Home Loan
The market for home loans has certainly changed in recent
times. Following a period where owning your dream house and getting a home loan
was as easy as pie, it has more recently become more a daunting task. In the
past, banks and other financial institutions were falling over each other to
lure customers, and now many have discovered they didn't necessarily get the
best deal. Here is a look at some tips on how to get the best deal for
you to acquire your dream home. What are the eligibility criteria
for getting a home loan?
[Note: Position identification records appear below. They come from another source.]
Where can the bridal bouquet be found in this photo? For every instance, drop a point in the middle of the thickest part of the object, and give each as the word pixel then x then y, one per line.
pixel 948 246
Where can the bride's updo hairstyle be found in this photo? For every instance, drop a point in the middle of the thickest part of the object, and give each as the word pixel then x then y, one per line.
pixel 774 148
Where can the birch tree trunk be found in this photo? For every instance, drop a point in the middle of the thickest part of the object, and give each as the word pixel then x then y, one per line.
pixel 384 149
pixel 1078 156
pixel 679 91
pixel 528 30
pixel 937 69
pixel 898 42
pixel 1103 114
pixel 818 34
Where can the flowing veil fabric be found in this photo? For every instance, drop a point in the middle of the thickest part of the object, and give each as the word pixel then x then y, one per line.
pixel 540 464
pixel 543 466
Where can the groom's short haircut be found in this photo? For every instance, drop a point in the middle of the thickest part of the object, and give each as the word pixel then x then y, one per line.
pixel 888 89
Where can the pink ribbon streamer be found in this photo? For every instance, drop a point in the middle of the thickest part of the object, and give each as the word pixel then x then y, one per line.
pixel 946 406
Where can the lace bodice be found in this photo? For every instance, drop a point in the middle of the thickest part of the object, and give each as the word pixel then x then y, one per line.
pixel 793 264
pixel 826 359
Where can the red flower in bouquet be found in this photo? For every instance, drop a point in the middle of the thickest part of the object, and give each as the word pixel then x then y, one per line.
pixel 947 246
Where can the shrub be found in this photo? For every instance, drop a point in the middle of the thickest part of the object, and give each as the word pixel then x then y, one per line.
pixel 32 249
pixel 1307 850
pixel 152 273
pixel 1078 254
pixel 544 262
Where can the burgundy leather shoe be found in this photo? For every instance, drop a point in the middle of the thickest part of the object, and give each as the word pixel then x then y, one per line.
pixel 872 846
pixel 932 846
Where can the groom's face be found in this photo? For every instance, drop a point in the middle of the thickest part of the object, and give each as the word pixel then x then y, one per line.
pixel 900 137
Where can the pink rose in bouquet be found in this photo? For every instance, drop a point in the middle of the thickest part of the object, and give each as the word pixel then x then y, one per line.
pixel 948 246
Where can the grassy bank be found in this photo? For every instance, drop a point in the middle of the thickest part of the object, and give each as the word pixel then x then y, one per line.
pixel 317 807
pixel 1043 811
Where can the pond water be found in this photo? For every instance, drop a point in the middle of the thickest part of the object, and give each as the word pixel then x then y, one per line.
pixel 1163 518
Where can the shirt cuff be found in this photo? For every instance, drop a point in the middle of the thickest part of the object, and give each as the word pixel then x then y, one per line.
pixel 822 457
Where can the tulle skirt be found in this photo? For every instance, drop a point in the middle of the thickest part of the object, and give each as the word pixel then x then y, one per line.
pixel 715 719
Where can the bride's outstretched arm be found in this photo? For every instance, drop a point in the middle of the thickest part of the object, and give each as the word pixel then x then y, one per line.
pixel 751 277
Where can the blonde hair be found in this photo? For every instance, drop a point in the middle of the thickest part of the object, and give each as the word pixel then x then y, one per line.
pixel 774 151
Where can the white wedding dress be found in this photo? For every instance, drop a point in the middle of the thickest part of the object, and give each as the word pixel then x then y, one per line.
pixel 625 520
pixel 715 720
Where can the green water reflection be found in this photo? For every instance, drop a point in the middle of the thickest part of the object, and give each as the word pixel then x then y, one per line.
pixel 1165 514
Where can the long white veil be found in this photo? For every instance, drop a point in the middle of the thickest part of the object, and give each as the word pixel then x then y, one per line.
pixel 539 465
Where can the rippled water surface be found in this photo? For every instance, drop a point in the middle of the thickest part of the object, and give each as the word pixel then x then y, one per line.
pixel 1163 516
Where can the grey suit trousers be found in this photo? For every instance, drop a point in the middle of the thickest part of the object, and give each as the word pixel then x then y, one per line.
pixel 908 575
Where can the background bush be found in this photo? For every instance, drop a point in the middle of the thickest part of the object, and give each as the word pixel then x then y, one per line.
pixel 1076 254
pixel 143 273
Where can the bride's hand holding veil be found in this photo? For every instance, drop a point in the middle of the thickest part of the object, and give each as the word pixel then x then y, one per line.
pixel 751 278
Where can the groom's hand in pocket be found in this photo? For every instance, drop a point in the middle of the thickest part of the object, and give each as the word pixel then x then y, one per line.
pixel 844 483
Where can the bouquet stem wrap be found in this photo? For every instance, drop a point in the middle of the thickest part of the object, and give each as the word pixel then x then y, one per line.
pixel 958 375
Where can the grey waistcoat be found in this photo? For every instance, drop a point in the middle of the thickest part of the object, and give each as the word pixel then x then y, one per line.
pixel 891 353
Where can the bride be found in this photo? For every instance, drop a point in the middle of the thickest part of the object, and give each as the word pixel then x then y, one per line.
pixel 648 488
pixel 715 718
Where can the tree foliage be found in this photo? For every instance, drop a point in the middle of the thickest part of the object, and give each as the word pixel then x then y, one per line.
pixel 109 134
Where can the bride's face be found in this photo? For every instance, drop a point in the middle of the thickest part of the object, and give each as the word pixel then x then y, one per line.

The two basic factors that need
consideration when it comes to home loans are the amount of loan repayment you
can afford to make per month and a specified percentage of the cost of
property. These two factors are where the home loan disbursement is based
on. Your income plays a big role in assessing your ability to repay,
and likewise with your expenditure pattern. For instance, if your monthly
income is $10,000 and your monthly expenses $8,000, then that means that you
can afford to pay $2,000 towards any home loan you take. This amount can now be
taken as an installment amount and your eligibility can be
reverse-calculated. So with these figures at hand, you therefore
decide to get a home loan. At an interest rate of 9%, the monthly installment
of a 20-year loan will be $900. Therefore, the higher your repayment capacity,
the higher your loan will be. The amount you get from your home loan
largely depends on a number of factors. These include your age, profession,
salary, the city you reside in among others. Essentially, the variation may
also depend on the lender. What are the Interest Rates offered for
Home Loans? Interest rates for home loans differ from institution
to institution. Some can be as low as 1% and some can reach to as high as 12%
or higher. The interest on home loans is usually calculated either on monthly
reducing or yearly reducing balance. There are also some cases where daily
reducing basis is also adopted. In annual reducing, which is the most
common, the principal, for which you pay interest, reduces at the end of the
year. Thus, you continue to pay interest on a certain portion of the principal
which you have actually paid back to the lender.